Having been raised in a somewhat agnostic family, prayer was a bit alien to me for quite a long while.  It wasn’t that my family didn’t believe in G‑d, but were a bit reluctant to profess any true and solid faith.  My father, of blessed memory, had been in one of the first American battalions to enter Auschwitz during WWII.  What he saw there seemed to haunt him for the rest of his years.  As a result, he refused to follow anything that meant religious commitment.  I can still hear him saying, “Some day, perhaps, some day; just not now.”  But “some day” never came. 

As I grew older, I tried various religious avenues on my own. Yet nothing felt completely right. I always felt a bit out of place even though I couldn’t put my finger on it.
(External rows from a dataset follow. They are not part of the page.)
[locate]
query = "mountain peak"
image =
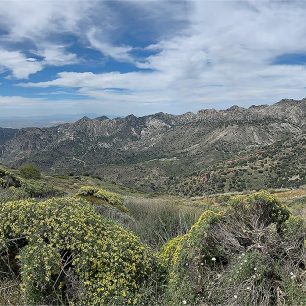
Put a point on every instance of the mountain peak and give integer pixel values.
(102, 118)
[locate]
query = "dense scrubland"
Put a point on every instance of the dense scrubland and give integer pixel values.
(77, 240)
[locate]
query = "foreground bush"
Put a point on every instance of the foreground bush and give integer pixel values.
(66, 253)
(252, 253)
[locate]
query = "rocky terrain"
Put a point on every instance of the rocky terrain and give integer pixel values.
(163, 151)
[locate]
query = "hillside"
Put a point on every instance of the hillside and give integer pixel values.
(212, 148)
(90, 245)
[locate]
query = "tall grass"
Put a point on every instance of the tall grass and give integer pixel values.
(158, 220)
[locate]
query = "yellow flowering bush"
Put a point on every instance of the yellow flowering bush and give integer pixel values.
(63, 241)
(251, 253)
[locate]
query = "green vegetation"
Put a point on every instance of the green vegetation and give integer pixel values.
(94, 246)
(68, 253)
(30, 172)
(250, 253)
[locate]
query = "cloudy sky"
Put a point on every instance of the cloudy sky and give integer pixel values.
(141, 57)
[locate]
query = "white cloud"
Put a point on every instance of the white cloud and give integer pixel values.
(119, 53)
(211, 53)
(18, 63)
(57, 56)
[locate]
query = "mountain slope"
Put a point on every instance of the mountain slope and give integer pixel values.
(152, 151)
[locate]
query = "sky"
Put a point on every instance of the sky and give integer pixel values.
(141, 57)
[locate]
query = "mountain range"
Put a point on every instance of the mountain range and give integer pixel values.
(209, 151)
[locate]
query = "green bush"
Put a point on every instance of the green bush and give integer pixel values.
(69, 254)
(100, 196)
(252, 253)
(30, 172)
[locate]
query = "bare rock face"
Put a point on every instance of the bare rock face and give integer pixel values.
(133, 149)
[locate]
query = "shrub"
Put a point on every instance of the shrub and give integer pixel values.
(158, 221)
(30, 172)
(68, 252)
(8, 179)
(252, 253)
(100, 196)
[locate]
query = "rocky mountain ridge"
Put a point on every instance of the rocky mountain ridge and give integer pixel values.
(154, 148)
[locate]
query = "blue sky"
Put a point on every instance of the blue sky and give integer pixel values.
(141, 57)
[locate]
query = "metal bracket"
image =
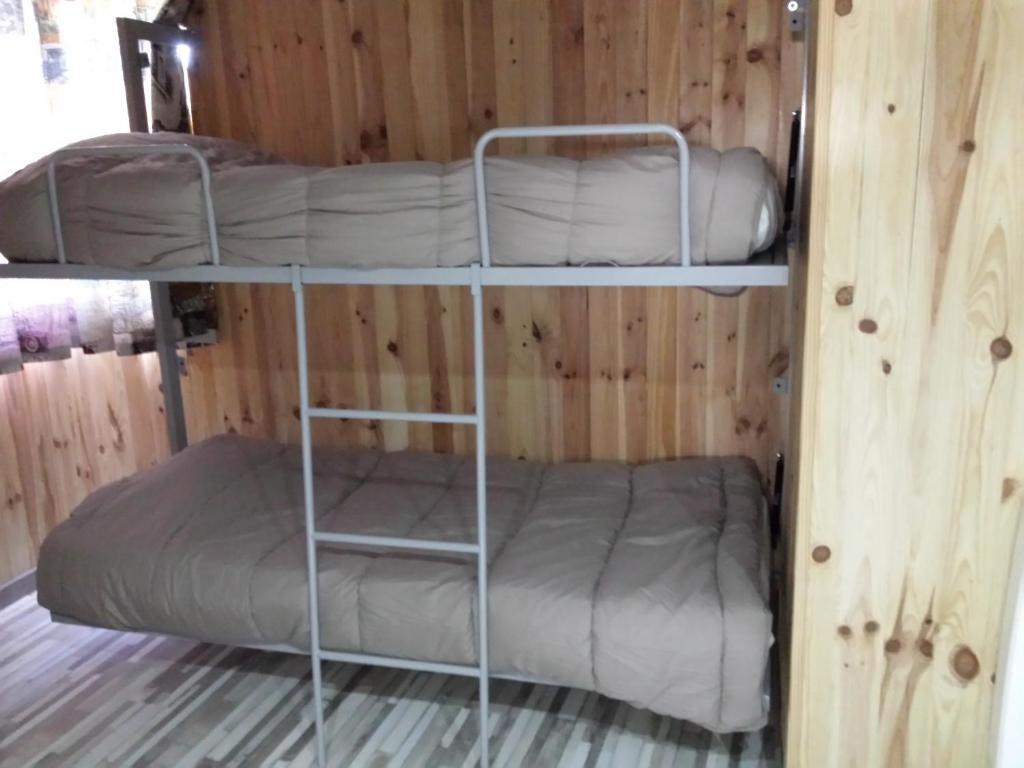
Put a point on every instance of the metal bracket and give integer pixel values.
(797, 14)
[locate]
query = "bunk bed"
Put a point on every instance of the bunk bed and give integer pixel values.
(645, 583)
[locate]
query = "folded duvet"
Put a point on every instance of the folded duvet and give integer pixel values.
(645, 584)
(147, 212)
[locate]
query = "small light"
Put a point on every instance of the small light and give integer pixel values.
(184, 54)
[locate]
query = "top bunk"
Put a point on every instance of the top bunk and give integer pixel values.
(178, 208)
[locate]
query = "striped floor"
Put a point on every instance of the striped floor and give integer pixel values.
(82, 697)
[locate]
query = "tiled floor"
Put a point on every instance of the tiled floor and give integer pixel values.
(78, 696)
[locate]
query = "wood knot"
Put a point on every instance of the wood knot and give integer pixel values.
(844, 296)
(1010, 486)
(927, 648)
(1000, 348)
(965, 663)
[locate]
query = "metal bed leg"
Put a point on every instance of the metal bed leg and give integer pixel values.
(481, 515)
(310, 519)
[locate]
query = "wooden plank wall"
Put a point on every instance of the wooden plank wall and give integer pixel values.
(66, 428)
(572, 374)
(912, 412)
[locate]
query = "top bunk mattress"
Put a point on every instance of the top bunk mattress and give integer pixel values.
(647, 584)
(147, 212)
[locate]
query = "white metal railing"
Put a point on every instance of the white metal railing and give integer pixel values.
(130, 151)
(554, 131)
(475, 276)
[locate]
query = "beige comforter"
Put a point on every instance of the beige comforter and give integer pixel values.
(646, 584)
(544, 210)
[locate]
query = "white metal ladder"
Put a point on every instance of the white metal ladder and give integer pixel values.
(478, 419)
(313, 537)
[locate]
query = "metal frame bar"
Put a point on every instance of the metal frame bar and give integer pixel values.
(130, 151)
(553, 131)
(475, 276)
(757, 273)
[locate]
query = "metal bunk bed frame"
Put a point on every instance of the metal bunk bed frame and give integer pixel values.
(475, 276)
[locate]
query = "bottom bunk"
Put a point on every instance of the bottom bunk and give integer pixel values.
(647, 584)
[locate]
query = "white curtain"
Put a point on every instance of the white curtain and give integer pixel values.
(44, 320)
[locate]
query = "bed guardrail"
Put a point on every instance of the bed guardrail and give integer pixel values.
(130, 151)
(581, 131)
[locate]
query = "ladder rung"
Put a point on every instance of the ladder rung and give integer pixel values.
(396, 542)
(344, 413)
(397, 663)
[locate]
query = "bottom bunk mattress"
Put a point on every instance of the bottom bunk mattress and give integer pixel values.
(646, 584)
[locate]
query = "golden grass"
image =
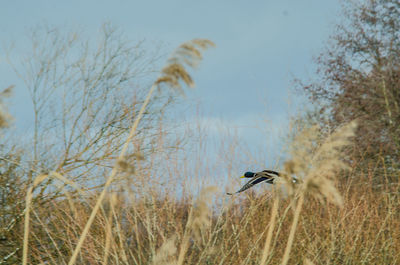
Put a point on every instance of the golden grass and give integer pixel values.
(332, 216)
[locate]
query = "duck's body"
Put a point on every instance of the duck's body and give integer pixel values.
(266, 175)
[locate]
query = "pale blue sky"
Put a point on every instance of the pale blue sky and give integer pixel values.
(242, 82)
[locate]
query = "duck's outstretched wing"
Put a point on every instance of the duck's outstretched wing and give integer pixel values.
(252, 182)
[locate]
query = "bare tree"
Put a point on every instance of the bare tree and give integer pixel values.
(360, 79)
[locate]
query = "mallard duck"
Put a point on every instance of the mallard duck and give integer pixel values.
(266, 175)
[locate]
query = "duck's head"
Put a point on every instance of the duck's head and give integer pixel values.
(248, 175)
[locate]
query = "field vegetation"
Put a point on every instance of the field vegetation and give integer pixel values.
(103, 178)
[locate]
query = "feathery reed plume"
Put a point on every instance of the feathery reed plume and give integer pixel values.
(28, 201)
(165, 253)
(175, 71)
(172, 74)
(4, 116)
(198, 220)
(316, 164)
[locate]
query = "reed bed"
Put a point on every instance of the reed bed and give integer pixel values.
(334, 215)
One of the things that always bothered me, every place I tried, was that not once did anyone even ask if I knew how to pray, ask me to pray, or inquire as to my ability to pray.  It seemed as if I was simply expected to know how to do this and why.  It makes one stop and wonder:  if it is such an important thing to do – pray, that is – then why wasn’t it taught, or at least talked about seemingly anywhere?  It was something I would have to find out about all by myself. 

As years went by and I aimlessly visited places of worship here and there, I began to listen to what others prayed about, and how they went about it.  It was a very interesting thing, this praying.  Some, like me, had a very difficult time trying to find the “right” words to say; to use words that would be satisfying to everyone around them.

Then, there were those who had a gift of sorts; who could pray at the literal drop of a hat with prayers that lilted like a song from their lips.  Some could make you feel guilty because you could not pray like they did; others made you glad you didn’t.  Some would repeat G‑d’s name over and over, or another name, as if the repetition was the “key” to getting the prayer answered.

As time passed, I came to the realization that prayer is as individual as the sands in an hour glass.  Singularly, they didn’t seem like much and their importance might feel like little; but together, ah, together, they were as mighty as the beaches.  They become firm and yet are a cushion against a mighty sea of adversity.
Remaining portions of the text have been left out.